De tanta leitura inútil, passando noites de claro em claro, do pouco dormir e do nada se alimentar, por fim acabou que isso lhe secou completamente o cérebro! E influenciado por seus livros ficou tomado de ilusões. Deu-se, portanto, no mais estranho pensamento em que jamais nunca antes caiu louco algum neste mundo: Quis se tornar um antigo cavaleiro medieval e sair pelo mundo procurando aventuras: desfazendo todo o gênero de agravos, pendências e tormentas, inclusive pondo-se em ocasião de muito risco e perigo, o que comprava o seu estado de absoluta maluquice. Ora, esses são especialistas especuladores e neles não se pode confiar. O melhor é contar o restante da história para que cada um tire por si só suas próprias conclusões:

***

Nos dias que se seguiram, após aquela fabulosa visão do cavaleiro Amadis de Gaula, Quejada ainda continuou com suas leituras, porém andava bem mais sossegado e não cometia atos estranhos para não chamar a atenção de ninguém.

Entretanto, por dentro só pensava em coisas próprias de novelas de cavalaria: Feiticeiros e fadas, bruxas e dragões, confrontos e combates, princesas encantadas, reis enfeitiçados, tudo isso lhe povoava a mente. E acima de tudo, havia os cavaleiros andantes, estava cada vez mais fascinado por eles, sobretudo agora que pretendia tornar-se verdadeiramente um herói.

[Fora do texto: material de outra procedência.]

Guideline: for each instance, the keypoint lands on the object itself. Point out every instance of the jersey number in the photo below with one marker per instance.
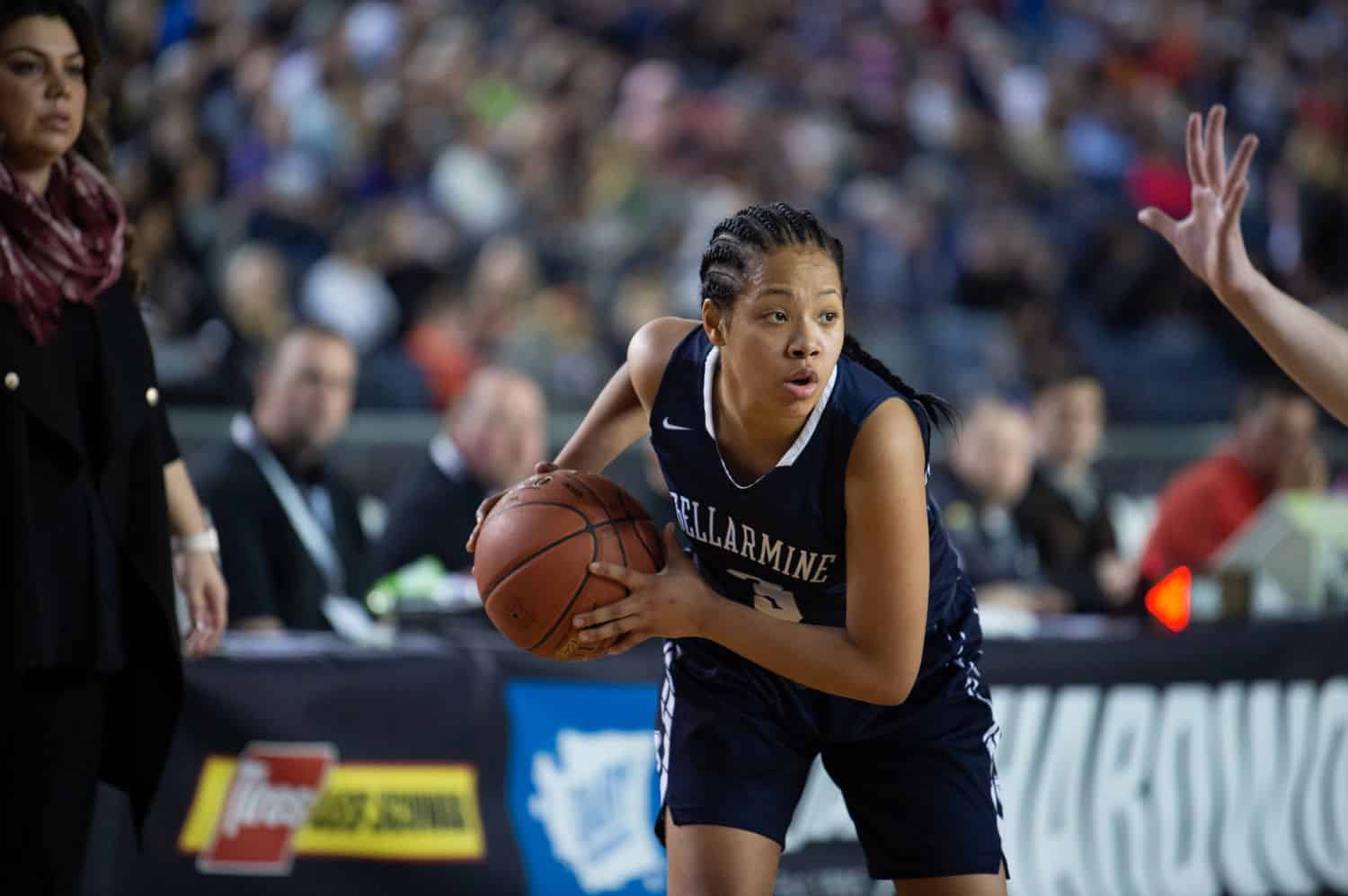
(771, 599)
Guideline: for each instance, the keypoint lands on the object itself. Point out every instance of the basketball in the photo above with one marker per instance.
(534, 550)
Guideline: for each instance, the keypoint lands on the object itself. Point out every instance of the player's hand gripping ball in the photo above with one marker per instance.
(534, 547)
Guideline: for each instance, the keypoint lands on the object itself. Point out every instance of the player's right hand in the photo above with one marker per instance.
(490, 501)
(1210, 242)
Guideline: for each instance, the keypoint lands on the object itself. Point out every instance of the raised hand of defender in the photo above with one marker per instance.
(668, 604)
(1210, 242)
(490, 501)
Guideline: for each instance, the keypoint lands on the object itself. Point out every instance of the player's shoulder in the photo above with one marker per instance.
(891, 430)
(650, 350)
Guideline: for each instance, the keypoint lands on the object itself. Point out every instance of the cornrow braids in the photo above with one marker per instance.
(739, 240)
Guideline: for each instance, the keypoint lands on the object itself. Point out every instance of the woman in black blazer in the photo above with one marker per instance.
(91, 485)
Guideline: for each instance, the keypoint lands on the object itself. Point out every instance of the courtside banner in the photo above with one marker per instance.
(1205, 763)
(334, 774)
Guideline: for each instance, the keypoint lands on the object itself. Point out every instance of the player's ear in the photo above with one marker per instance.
(714, 323)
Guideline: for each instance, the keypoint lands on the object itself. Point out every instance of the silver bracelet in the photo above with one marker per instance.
(205, 540)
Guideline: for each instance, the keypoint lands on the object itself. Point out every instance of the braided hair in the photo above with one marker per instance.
(739, 240)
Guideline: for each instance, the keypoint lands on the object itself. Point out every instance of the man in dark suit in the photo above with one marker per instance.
(290, 534)
(989, 469)
(1067, 510)
(492, 439)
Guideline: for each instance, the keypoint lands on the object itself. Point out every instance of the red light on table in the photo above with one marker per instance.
(1169, 599)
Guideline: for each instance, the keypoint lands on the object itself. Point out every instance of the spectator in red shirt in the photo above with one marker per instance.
(1204, 504)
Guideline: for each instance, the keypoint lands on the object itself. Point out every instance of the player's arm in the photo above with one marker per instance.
(875, 658)
(622, 412)
(1312, 350)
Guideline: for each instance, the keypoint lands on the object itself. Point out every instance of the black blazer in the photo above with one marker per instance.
(37, 415)
(266, 564)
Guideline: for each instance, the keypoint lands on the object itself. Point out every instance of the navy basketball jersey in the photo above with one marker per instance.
(779, 543)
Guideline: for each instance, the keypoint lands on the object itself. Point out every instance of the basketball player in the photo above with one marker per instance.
(797, 464)
(1307, 345)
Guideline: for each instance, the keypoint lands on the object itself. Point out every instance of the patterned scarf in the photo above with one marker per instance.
(64, 245)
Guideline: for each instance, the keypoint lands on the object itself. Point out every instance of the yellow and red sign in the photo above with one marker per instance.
(275, 802)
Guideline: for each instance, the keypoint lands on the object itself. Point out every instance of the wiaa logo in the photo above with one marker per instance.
(270, 798)
(595, 804)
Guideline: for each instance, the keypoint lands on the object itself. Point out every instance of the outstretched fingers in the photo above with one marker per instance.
(1193, 150)
(1215, 148)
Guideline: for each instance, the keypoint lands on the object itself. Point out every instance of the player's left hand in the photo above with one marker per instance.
(208, 599)
(669, 604)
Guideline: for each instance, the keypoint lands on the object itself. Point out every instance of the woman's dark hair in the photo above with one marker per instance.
(758, 229)
(93, 138)
(93, 142)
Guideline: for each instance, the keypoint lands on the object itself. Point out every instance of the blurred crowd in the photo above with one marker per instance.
(455, 183)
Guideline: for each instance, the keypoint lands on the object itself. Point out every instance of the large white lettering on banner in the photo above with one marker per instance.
(1186, 790)
(595, 803)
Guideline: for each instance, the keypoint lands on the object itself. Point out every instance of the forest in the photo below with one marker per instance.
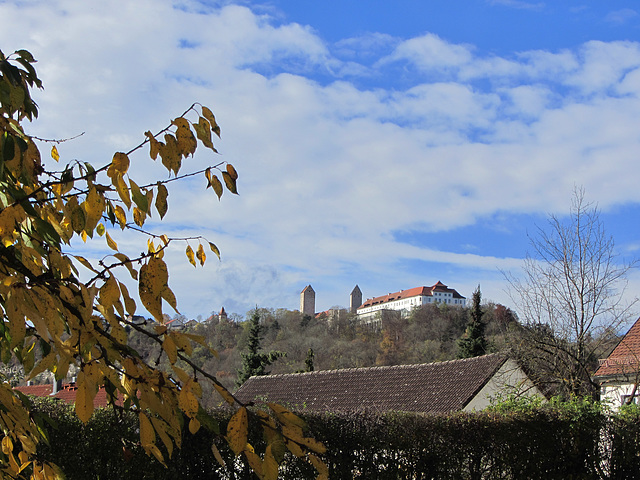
(431, 333)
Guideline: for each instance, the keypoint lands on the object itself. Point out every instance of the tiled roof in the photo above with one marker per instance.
(625, 358)
(67, 393)
(412, 292)
(430, 388)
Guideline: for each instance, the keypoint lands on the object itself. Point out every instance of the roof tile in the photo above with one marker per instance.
(430, 388)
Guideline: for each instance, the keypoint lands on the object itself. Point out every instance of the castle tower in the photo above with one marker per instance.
(355, 299)
(308, 301)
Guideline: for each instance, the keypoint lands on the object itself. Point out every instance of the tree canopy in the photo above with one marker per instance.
(54, 320)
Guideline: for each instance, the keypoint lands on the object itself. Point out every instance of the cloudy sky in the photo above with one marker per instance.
(384, 144)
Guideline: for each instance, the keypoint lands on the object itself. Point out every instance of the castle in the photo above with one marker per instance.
(403, 301)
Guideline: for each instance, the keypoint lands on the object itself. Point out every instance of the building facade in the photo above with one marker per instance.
(406, 300)
(308, 301)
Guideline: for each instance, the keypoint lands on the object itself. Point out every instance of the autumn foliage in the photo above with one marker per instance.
(54, 321)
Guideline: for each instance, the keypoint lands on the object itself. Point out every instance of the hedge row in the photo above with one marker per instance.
(570, 441)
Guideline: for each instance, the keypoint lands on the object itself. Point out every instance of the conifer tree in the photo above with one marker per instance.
(474, 342)
(255, 363)
(309, 360)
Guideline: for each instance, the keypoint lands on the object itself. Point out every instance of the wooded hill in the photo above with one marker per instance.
(429, 334)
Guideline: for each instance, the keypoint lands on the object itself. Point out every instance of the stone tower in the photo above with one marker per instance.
(355, 299)
(308, 301)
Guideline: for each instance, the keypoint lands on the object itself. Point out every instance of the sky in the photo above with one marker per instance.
(384, 144)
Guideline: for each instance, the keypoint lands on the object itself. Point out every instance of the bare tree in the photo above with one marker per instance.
(573, 288)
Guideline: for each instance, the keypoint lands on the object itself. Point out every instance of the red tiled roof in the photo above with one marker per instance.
(625, 358)
(412, 292)
(429, 388)
(67, 393)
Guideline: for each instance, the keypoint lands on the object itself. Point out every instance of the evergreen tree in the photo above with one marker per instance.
(253, 361)
(309, 360)
(474, 342)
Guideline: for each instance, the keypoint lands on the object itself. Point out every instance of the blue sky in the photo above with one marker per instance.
(384, 144)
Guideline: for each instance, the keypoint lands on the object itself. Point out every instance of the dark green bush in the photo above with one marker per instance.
(511, 441)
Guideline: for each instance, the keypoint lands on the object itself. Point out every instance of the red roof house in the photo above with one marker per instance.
(66, 393)
(619, 374)
(442, 387)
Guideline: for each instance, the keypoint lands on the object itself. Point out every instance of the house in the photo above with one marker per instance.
(443, 387)
(406, 300)
(619, 373)
(62, 391)
(308, 301)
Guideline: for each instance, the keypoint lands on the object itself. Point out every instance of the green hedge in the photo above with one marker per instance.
(555, 441)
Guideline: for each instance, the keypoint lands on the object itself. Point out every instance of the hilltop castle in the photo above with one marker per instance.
(403, 301)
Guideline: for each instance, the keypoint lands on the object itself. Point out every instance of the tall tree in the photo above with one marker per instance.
(54, 318)
(474, 343)
(572, 290)
(255, 362)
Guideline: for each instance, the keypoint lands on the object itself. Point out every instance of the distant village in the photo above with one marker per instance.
(403, 301)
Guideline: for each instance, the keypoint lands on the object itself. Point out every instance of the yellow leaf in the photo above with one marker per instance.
(232, 171)
(230, 182)
(225, 394)
(255, 462)
(270, 465)
(84, 399)
(187, 143)
(169, 346)
(152, 285)
(214, 249)
(153, 144)
(200, 255)
(139, 216)
(112, 245)
(147, 435)
(217, 185)
(170, 154)
(121, 216)
(194, 426)
(190, 255)
(122, 189)
(237, 431)
(212, 120)
(127, 263)
(216, 454)
(85, 262)
(161, 429)
(109, 292)
(161, 200)
(119, 165)
(203, 131)
(188, 403)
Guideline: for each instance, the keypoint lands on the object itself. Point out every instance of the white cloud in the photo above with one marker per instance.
(430, 52)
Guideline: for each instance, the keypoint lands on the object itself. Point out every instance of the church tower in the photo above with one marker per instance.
(355, 299)
(308, 301)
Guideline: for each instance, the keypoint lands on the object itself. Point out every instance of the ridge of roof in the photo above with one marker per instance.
(385, 367)
(439, 387)
(625, 357)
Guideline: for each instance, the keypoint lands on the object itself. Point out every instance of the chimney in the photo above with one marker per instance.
(57, 386)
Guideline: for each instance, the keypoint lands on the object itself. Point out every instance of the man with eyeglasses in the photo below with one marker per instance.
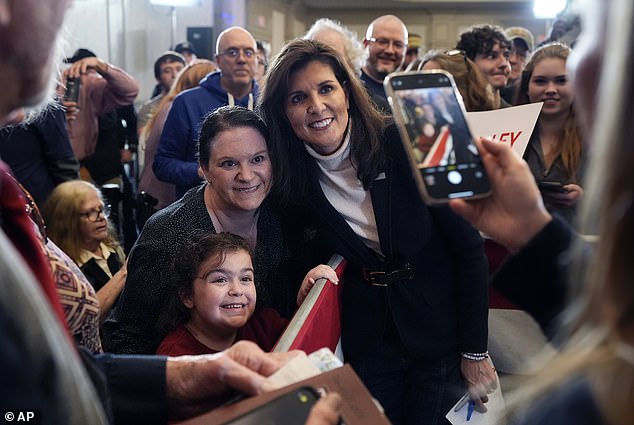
(385, 42)
(233, 84)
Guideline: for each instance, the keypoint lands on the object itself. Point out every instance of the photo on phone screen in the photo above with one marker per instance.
(290, 408)
(428, 111)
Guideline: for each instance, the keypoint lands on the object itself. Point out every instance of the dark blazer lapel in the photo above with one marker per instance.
(381, 203)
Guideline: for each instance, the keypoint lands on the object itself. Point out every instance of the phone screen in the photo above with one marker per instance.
(428, 111)
(290, 408)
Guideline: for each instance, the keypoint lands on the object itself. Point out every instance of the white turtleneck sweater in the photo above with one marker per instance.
(338, 179)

Ele não via o momento de poder armar-se devidamente e partir de uma vez por todas para a aventura. Contudo, sabia que era necessário fazer antes alguns preparativos e partir no tempo certo para nada dar errado e não ter que voltar depois. Por isso, planejou:

Primeiro fez alguns acertos e ajustes na sua armadura para tentar deixá-la novinha em folha. Tirou a ferrugem e até lavou-a com água e sabão, o que a deixou de uma cor azulada. E de fato, conseguiu melhorar bastante seu aspecto, muito embora somente ele não percebesse que continuava cheia de arranhões e amassos!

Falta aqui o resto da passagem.